Compared with other previous studies [28,29,30,31,32] that have used MR images to detect normal-sized LNM in patients with cervical cancer, our study has four main advantages. Firstly, we outlined and extracted image information based on primary tumours rather than lymph nodes [29,30,31]to promote to the clinical simplicity and operability. On the one hand, it is difficult to evaluate every lymph node on cross-sectional images because of the limitations of imaging range and lymph node size [12]. On the other hand, LNM is fundamentally driven by the primary tumour, and image-based DL analysis of primary tumours may reveal characteristics that relate to the risk of LNM [33]. Secondly, this is the first study using RESOLVE-DWI as the input of the DL model. Compared with other conventional sequences [31, 32], DWI can improve tumour delineation in cervical cancer and reduce disagreement between observers to avoid the potential pitfalls of discerning tumours from peritumoral oedema [34]. Thirdly, the predictive factors in our model were objective and easy to obtain preoperatively for every patient. Lymph node appearance, shape, border and signal characteristics have been demonstrated to be related to metastasis [28, 29, 31], but these subjective factors may suffer from personal subjectivity and relatively low detection capability [35]. Fourthly, in our study, we extracted and utilized DL features for model building and visualized the most salient regions on MR images that responded to the relevant prediction.
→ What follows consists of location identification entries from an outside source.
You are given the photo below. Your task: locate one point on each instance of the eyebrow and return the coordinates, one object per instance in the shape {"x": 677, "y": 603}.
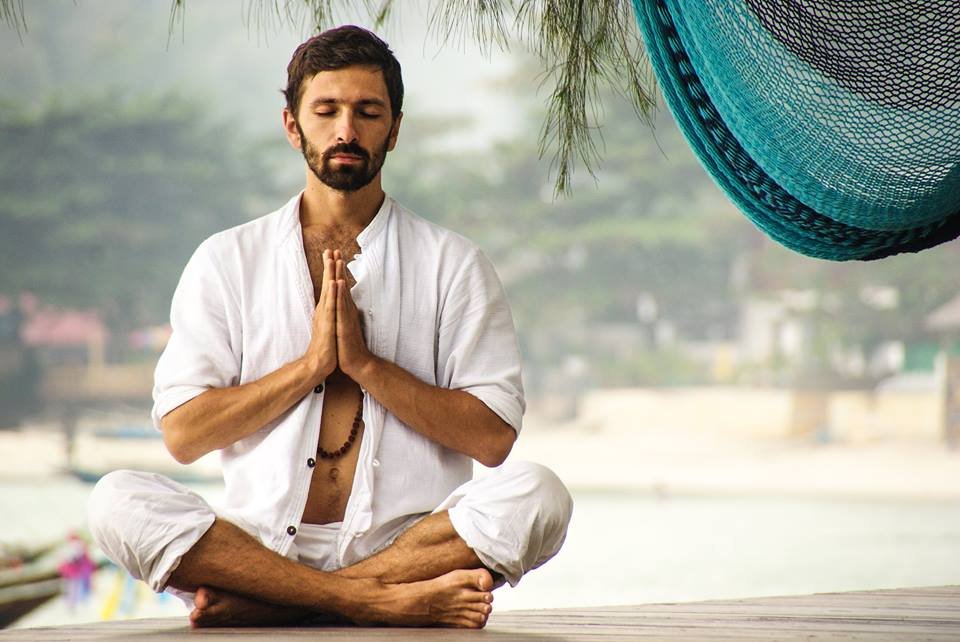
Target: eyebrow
{"x": 333, "y": 101}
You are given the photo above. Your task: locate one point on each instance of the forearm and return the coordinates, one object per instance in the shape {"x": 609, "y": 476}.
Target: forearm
{"x": 452, "y": 418}
{"x": 221, "y": 416}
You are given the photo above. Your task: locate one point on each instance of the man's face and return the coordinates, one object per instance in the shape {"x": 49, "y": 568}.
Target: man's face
{"x": 345, "y": 126}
It has been reported that the robustness and reproducibility of MRI-derived radiomics features is still a critical problem and may affect their application in clinics [36]. Compared with radiomics [31], DL is more accessible for clinicians because it jointly performs the processes of data representation and prediction without precise tumour segmentation, which simplifies the analysis procedure [25, 34]. In addition, unlike radiomics features, DL features were computed from both the tumour area and its surrounding tissue, which led to the development of a better model [37]. In our study, we also found that the activation region associated with the prediction consisted of both intratumoral and peritumoral tissues of cervical cancer, which has been proven to be an important area for LNM prediction [24, 25].

There are some limitations in our study. Firstly, it was a single center study with a limited number of cases. Although we used image augmentation and transfer learning to improve the model performance and reduce the risk of overfitting, more data from multiple centers for external validation is needed. Secondly, we only preliminarily evaluated the potential of RESOLVE-DWI. The combination of other sequences or other imaging methods may further improve the discriminative performance of the model. Thirdly, our prediction model is based on patients, which has limitations in predicting LNM at node or region level. More prospective studies for personalized and precise clinical tasks will be worthwhile.

Conclusion

A DL nomogram based on RESOLVE-DWI and related patient information we developed has the potential to predict normal-sized LNM in cervical cancer. This may help clinicians to facilitate preoperative decision-making.